Longer explanation of why Yes/No just never works well:
The box needs to be long enough to explain what it wants to do and why it wants to do it. For example, "Do you want to install 100 dpi X11 fonts?" makes absolutely no sense in isolation. Why is the computer asking me such an arcane question? You have to add the reason, like the GP did: "Your screen's fonts are of a really low resolution." For non-obvious questions like this, you also should explain why you might or might not want to choose either option: "Do you want to install 100 dpi X11 fonts? This will make the fonts look better, but you may want to not install the fonts to save disk space." Altogether, this makes a well-written and informative box, but it's long. Yes/No doesn't work after a paragraph. What part are you saying "Yes" to, anyway? But with verb-labeled buttons, it's instantly obvious. You can read and understand the text, and then don't need to waste any more time understanding which button does what. It's instantly, idiot-proofily obvious. That's good interface design. Yes/No works, barely, when the entire box is one statement, like "Do you want to save changes before quitting?" But even then, verb boxes are more efficient. With Yes/No, you need to read the whole thing very carefully, as carefully as the font example above, to make sure you aren't screwing yourself by instinctively pressing "Yes". If the buttons were labeled "Save" and "Don't Save", you can safely skim the box, recognize it's the same as always, and know that "Save" will do exactly that. Little things like that separate a good interface from an infuriating pile of slag.
It's not "dumbing down the UI", it's making the user's choices explicit to help him avoid mistakes. This should be the goal of all UIs. Think about it. Is it easier and less time consuming to use an unambiguous UI? Sure it is. Wouldn't you much rather use a simple to understand UI? Sure you would.
The user shouldn't have to figure out what the developer means by "Yes" or "No" in relation to the message in the box. Dialogs with a Yes/No choice are hostile to the user and time consuming for even expert users (i.e. you can't just click a button without checking if it's the correct one first even if you've encountered the dialog before). When the buttons explicitly tell the user what the choice is going to do, it is easy for the user to pick out the correct choice without having to think about whether "Yes" means one thing or another. Furthermore, when the choices are explicit, expert users can move through the dialog much easier.

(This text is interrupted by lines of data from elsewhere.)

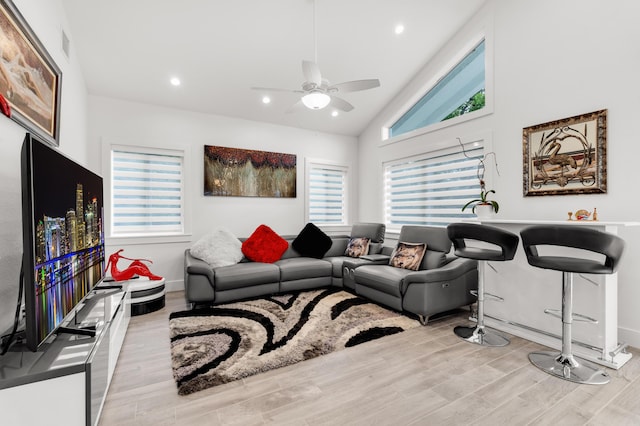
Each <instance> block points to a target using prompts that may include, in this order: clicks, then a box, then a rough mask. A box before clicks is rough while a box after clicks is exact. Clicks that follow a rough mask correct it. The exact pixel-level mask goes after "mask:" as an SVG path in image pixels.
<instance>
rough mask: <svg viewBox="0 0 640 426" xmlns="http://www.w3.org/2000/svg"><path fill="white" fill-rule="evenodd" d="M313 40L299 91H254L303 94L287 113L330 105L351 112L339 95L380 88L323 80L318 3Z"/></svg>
mask: <svg viewBox="0 0 640 426" xmlns="http://www.w3.org/2000/svg"><path fill="white" fill-rule="evenodd" d="M313 38H314V53H315V60H314V61H306V60H303V61H302V74H303V76H304V80H305V81H304V83H302V88H301V89H299V90H292V89H275V88H269V87H252V88H251V89H253V90H260V91H266V92H293V93H299V94H301V95H302V96H301V98H300V100H299V101H298V102H297V103H296V104H294V105H293V106H292V107H290V108H289V109H288V110H287V112H292V111H295V110H296V109H298V108H299V107H300V106H302V105H303V106H305V107H307V108H309V109H322V108H325V107H326V106H328V105H331V106H332V107H334V108H336V109H339V110H341V111H345V112H349V111H351V110H352V109H353V105H351V104H350V103H349V102H347V101H345V100H344V99H342V98H340V97H338V96H336V95H337V94H338V93H348V92H358V91H361V90H367V89H373V88H376V87H379V86H380V80H378V79H367V80H354V81H346V82H344V83H338V84H330V83H329V81H328V80H326V79H323V78H322V74H321V73H320V68H319V67H318V64H317V62H318V46H317V36H316V3H315V0H314V2H313Z"/></svg>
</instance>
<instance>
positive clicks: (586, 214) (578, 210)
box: [576, 209, 591, 220]
mask: <svg viewBox="0 0 640 426" xmlns="http://www.w3.org/2000/svg"><path fill="white" fill-rule="evenodd" d="M589 216H591V213H590V212H588V211H587V210H584V209H580V210H578V211H577V212H576V220H589Z"/></svg>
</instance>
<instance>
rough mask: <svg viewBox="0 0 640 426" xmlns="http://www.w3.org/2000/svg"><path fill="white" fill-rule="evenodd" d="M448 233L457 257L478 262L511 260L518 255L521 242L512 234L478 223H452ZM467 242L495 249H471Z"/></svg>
mask: <svg viewBox="0 0 640 426" xmlns="http://www.w3.org/2000/svg"><path fill="white" fill-rule="evenodd" d="M447 233H448V235H449V239H450V240H451V242H452V243H453V247H454V253H455V255H456V256H459V257H465V258H467V259H476V260H492V261H507V260H511V259H513V257H514V256H515V254H516V250H517V249H518V241H519V240H520V239H519V238H518V236H517V235H516V234H514V233H512V232H509V231H506V230H504V229H500V228H496V227H494V226H487V225H480V224H477V223H465V222H461V223H452V224H450V225H449V226H447ZM466 240H473V241H479V242H483V243H489V244H492V245H493V246H494V247H490V248H479V247H469V246H467V241H466Z"/></svg>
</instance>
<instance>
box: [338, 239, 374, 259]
mask: <svg viewBox="0 0 640 426" xmlns="http://www.w3.org/2000/svg"><path fill="white" fill-rule="evenodd" d="M370 241H371V239H370V238H366V237H357V238H351V239H349V243H348V244H347V249H346V250H345V251H344V254H345V256H349V257H360V256H364V255H366V254H369V242H370Z"/></svg>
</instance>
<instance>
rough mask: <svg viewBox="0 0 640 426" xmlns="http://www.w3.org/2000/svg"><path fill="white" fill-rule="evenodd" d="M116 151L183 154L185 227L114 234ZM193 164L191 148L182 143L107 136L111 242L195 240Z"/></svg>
mask: <svg viewBox="0 0 640 426" xmlns="http://www.w3.org/2000/svg"><path fill="white" fill-rule="evenodd" d="M114 150H125V151H129V152H139V153H143V154H164V155H175V156H180V157H182V160H183V162H182V178H183V180H182V188H181V194H182V200H183V203H182V220H183V227H182V231H181V232H172V233H165V234H132V235H121V234H117V235H114V234H113V227H112V220H113V207H112V203H113V198H112V196H113V194H112V185H113V179H112V170H111V167H112V164H111V158H112V152H113V151H114ZM189 164H192V157H191V147H189V146H180V145H177V144H176V145H171V146H169V145H166V146H163V145H158V144H157V143H154V144H151V143H146V142H140V141H136V142H128V141H116V140H108V139H105V140H103V141H102V170H103V178H104V182H105V184H104V193H105V201H106V202H105V206H104V209H105V212H104V217H105V240H106V242H107V244H114V245H127V244H158V243H174V242H188V241H191V191H190V188H191V176H190V172H189V170H190V167H189V166H188V165H189Z"/></svg>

Maybe an example would help. Consider if the following horribly screwed up message was displayed by a dialog box:
First imagine this message with buttons labelled "Yes" and "No", and then imagine it with buttons labelled, "Erase C" and "Don't Erase C".Do you see how it's explicitly obvious what is about to happen with the second set of buttons no matter how screwed up the message in the dialog box is? The user does not have to figure out what action the button is going to perform in relation to the message, because it's obvious.
Do you see that no matter how complicated the choices are, it's always easier for the user if the actions are explicitly labelled?
Show me on the doll where his noodly appendage touched you.
Except the "usability" rants get modded up to +5 Insightful, while the power user rants either get modded down, or get flamed down by "your attitude is exactly what I'm talking about"-zealots.